Blueberry is harvested in many flushes, the first of which brings around 20% of overall yield, the second around 60% and the third again around 20%. If the weather conditions allow, that is, if it’s warm during the ripening season, Duke can be harvested even at the start of June. Sometimes all the fruits ripen at once and it’s possible to carry out one huge harvest, after which the whole plantation is inspected one more time to pick up the remaining later-ripened fruits.

More about Harvesting

Only fruits at least 12 mm wide are harvested, and those with a diameter of 22-26 mm are of the best quality. Manual harvesting involves both hands picking only the large, ripe, undamaged fruits for sale as first class, and smaller and slightly damaged ones for industrial use, juices and jams.

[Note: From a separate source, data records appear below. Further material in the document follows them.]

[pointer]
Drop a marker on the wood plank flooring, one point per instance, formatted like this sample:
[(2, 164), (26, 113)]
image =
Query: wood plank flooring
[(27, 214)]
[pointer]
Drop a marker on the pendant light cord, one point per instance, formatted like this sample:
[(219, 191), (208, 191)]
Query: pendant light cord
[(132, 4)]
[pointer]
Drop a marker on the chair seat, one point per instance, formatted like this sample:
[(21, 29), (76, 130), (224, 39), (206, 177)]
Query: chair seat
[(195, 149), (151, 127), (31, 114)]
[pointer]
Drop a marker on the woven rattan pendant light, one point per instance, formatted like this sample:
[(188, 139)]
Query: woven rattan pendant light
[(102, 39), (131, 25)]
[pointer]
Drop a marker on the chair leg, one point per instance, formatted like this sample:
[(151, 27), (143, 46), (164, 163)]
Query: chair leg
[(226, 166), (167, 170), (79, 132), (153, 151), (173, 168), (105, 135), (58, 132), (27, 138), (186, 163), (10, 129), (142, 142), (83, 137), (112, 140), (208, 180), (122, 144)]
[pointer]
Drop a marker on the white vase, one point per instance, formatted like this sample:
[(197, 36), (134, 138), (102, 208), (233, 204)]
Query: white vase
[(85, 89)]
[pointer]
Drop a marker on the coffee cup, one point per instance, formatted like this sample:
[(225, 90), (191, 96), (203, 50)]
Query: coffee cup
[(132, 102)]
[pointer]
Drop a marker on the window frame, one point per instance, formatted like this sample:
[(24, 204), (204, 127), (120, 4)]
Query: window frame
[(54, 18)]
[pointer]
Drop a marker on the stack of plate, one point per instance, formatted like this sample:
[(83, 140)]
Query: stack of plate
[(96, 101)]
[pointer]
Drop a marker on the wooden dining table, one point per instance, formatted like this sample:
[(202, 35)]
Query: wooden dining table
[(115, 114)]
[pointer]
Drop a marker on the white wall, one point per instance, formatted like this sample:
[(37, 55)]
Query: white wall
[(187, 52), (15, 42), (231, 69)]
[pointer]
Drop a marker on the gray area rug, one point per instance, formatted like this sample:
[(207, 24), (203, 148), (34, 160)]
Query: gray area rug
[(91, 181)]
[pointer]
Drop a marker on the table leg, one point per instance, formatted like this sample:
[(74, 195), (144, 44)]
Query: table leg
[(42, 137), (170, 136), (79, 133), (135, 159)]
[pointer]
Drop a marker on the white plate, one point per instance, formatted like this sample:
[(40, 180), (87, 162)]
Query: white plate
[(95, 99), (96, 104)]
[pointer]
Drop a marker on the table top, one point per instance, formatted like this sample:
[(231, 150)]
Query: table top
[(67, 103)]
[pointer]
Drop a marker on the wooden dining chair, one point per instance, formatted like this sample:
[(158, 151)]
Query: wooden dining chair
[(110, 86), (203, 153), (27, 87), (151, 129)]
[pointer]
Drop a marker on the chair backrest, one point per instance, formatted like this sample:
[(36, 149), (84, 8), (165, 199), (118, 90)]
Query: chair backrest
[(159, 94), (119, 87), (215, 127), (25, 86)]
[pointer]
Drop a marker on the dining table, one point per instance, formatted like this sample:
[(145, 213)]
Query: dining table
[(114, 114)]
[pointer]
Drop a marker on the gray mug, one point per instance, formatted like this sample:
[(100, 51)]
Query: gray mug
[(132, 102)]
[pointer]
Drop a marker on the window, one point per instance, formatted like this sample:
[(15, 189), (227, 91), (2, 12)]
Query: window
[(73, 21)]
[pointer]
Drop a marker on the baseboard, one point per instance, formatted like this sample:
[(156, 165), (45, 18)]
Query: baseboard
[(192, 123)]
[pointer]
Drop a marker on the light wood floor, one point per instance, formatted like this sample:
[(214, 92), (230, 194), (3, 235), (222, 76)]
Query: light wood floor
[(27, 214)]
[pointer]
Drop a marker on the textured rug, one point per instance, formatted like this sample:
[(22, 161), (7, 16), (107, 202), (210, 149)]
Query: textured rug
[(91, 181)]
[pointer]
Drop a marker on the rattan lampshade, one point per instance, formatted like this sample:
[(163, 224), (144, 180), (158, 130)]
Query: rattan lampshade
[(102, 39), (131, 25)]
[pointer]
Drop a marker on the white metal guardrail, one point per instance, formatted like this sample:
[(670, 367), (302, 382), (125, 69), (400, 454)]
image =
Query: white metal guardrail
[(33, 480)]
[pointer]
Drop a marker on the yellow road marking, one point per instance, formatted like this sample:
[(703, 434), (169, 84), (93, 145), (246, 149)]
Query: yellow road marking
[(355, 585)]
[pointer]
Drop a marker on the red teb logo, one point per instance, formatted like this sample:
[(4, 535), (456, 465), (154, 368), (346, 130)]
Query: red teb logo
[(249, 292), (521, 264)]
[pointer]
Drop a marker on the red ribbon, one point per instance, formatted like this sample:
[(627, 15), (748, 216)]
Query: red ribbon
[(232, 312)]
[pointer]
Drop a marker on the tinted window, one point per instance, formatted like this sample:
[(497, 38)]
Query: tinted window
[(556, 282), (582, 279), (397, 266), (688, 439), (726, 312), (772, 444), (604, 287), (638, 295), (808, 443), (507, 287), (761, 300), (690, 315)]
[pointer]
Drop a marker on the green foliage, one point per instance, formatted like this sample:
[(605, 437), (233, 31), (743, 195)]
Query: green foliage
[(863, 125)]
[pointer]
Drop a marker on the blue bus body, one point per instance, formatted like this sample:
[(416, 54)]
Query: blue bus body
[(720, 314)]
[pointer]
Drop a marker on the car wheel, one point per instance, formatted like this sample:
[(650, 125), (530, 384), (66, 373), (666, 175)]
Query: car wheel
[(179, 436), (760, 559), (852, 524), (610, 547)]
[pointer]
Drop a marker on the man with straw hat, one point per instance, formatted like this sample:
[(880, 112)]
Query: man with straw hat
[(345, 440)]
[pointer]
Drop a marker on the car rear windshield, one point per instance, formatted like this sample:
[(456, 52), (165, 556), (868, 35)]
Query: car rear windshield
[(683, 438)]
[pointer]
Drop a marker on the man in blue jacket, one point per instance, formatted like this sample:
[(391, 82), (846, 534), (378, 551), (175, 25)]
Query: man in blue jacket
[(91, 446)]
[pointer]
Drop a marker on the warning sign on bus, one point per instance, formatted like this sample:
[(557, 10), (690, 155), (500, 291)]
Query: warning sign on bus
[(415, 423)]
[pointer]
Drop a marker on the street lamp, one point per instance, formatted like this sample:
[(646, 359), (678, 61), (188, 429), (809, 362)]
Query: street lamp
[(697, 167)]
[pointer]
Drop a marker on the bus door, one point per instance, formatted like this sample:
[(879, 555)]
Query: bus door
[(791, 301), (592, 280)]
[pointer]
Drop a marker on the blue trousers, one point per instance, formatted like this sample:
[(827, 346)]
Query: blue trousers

The best time for harvesting is in the early morning and in the evening so that both the pickers and the fruits are protected from excess heat. Fruits are not supposed to be moved around too much between the fingers and in the hands so that the bloom, which gives the characteristic color to blueberries is not removed. They have to be handled with care, since dropping from a height can damage the fruit and lower its price. Berries are placed in crates that hold 3 to 6 kilograms, and are stored in cold areas until the time of a takeover. For longer storing, the storage areas shouldn't be warmer than +4°C.
Blueberry can be harvested by machines too. On the Serbian market, domestic (Kokan) and foreign (Oxbo) machines pick mostly ripe fruits, though some green one gets picked too. These products go to a selector afterwards so that the final buyer gets the requested blueberry quality.

It's important to know that the problem of finding the manpower - the pickers - rises from year to year. In the first years after the planting, when the bushes are still small and the fruits are sparse, the efficiency of one picker is around 20 kilograms a day. Older blueberry bushes yield from 2 to 3 kilograms of fruit and efficiency is doubled, so it's possible to pick around 50 kilograms a day per picker, but that requires preparation and training.

crate full of blueberries
stacked crates and buckets full of blueberries

Storage

Within 4 hours of harvesting, blueberries need to be chilled. Chilled fruits keep their hardness and their shelf life is exceeds by up to 10 times that of non-chilled berries that soften up and rot due to their metabolism speeding up due to high temperature. Crates packed with fruit should be stacked in a way that will allow the air, desirably conditioned, to flow and cool the berries.

After the berries are cooled down, it’s recommended for them to be kept at 0-1°C and 85-95% relative air moisture. Under such conditions blueberries can keep for 2-3 weeks. The critical temperature for blueberry freezing is -1.3°C.
Effects of storage temperature (mass and fruit hardness) differ between blueberry varieties.